Ralph Tyler Flewelling


Flewelling, Ralph Tyler

 

Born Nov. 23, 1871; died Mar. 31, 1960. American personalist philosopher.

In 1920, Flewelling founded and became the editor of the journal The Personalist. He became a professor at the University of Southern California in 1927. Flewelling supplemented Christian theism with such “conventional fictions” of science and philosophy as absolute truth and the spatial and temporal world. He believed that devotion to higher concepts, and primarily to god, led to a better life and a better society.
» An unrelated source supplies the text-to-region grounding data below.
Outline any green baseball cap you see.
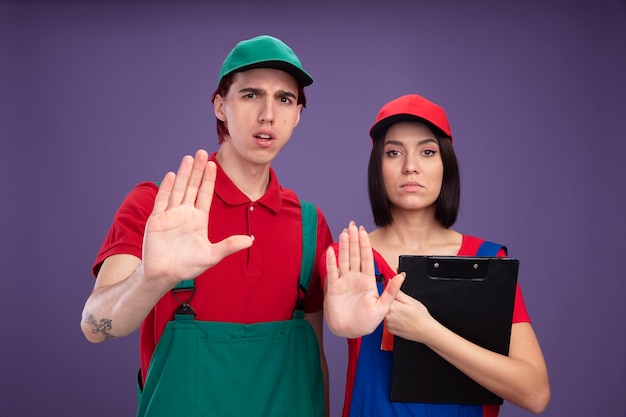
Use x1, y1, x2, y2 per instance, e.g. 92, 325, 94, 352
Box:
218, 35, 313, 87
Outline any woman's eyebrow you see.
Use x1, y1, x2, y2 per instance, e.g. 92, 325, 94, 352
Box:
384, 138, 437, 146
417, 138, 438, 146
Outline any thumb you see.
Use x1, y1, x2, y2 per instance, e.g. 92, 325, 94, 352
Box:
378, 272, 406, 307
214, 235, 254, 259
393, 290, 415, 304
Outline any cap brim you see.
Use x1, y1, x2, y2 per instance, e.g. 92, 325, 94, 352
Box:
225, 60, 313, 87
370, 114, 450, 141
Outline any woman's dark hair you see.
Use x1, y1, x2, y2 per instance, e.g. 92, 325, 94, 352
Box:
210, 72, 307, 144
367, 123, 460, 228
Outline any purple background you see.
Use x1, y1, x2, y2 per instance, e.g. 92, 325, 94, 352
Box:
1, 1, 625, 416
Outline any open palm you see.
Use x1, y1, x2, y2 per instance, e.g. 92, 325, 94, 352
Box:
324, 222, 404, 338
142, 150, 253, 287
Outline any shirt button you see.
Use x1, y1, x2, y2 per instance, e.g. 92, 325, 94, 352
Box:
249, 205, 254, 211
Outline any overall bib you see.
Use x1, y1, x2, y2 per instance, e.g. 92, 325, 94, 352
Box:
136, 201, 324, 417
348, 241, 505, 417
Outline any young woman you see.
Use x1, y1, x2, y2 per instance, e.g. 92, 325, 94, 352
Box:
323, 94, 550, 417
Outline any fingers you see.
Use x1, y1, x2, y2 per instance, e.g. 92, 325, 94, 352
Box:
167, 154, 194, 209
348, 222, 361, 273
358, 225, 374, 278
196, 161, 217, 213
166, 150, 209, 210
325, 246, 339, 284
337, 227, 350, 276
181, 149, 209, 206
337, 221, 374, 278
153, 171, 176, 215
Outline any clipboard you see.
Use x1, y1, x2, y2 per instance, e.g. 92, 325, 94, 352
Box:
390, 255, 519, 405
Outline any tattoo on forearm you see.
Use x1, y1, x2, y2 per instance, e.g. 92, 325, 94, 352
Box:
85, 313, 116, 340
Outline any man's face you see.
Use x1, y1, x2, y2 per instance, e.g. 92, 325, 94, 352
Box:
213, 67, 302, 168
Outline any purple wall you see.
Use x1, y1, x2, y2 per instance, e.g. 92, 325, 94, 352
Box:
1, 1, 625, 416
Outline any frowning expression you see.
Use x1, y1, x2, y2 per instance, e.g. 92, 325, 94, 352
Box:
213, 68, 302, 168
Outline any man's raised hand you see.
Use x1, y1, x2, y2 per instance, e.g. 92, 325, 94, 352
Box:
141, 150, 253, 288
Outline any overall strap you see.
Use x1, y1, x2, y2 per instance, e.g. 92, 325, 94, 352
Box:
172, 278, 196, 319
169, 200, 319, 320
476, 240, 508, 257
374, 259, 385, 287
293, 200, 318, 319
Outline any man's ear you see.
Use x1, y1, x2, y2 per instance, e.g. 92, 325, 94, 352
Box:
293, 103, 303, 128
213, 95, 226, 122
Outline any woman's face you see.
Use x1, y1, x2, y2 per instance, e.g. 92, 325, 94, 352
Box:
381, 121, 444, 212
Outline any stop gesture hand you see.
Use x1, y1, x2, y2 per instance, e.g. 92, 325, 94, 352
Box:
324, 221, 405, 338
141, 149, 253, 288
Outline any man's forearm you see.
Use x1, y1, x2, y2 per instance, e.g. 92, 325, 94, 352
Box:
81, 264, 171, 343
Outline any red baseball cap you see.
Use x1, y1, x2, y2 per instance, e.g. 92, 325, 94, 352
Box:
369, 94, 452, 142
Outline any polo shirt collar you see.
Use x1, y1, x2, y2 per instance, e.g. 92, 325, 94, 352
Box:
209, 152, 281, 213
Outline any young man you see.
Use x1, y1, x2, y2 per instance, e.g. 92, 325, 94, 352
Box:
81, 35, 332, 417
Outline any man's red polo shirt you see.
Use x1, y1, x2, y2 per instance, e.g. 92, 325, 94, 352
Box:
93, 153, 333, 383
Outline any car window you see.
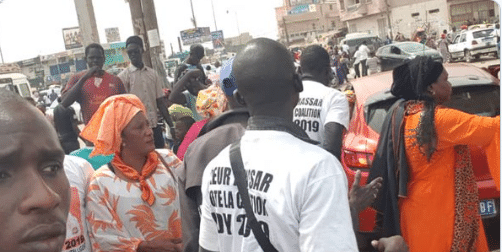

Modern society, in Flewelling’s view, was undergoing a crisis. He attributed this crisis to a conflict between the cultures of the West and East, and asserted that West and East could be reconciled through a return to the principles of early Christianity.

WORKS

Personalism and the Problems of Philosophy. New York, 1915.
The Reason in Faith. New York [1924].
Creative Personality. New York, 1926.
The Survival of Western Culture. New York–London, 1943.
Conflict and Conciliation of Cultures. Stockton, Calif., 1951.
The Person or the Significance of Man. Los Angeles, 1952.

REFERENCES

Shershenko, L. A. “Amerikanskii personalizm.” In the collection Sovremennyi ob”ektivnyi idealizm. Moscow, 1963.
Bogomolov, A. S. Burzhuaznaia filosofiia SShA XX veka. Moscow, 1974.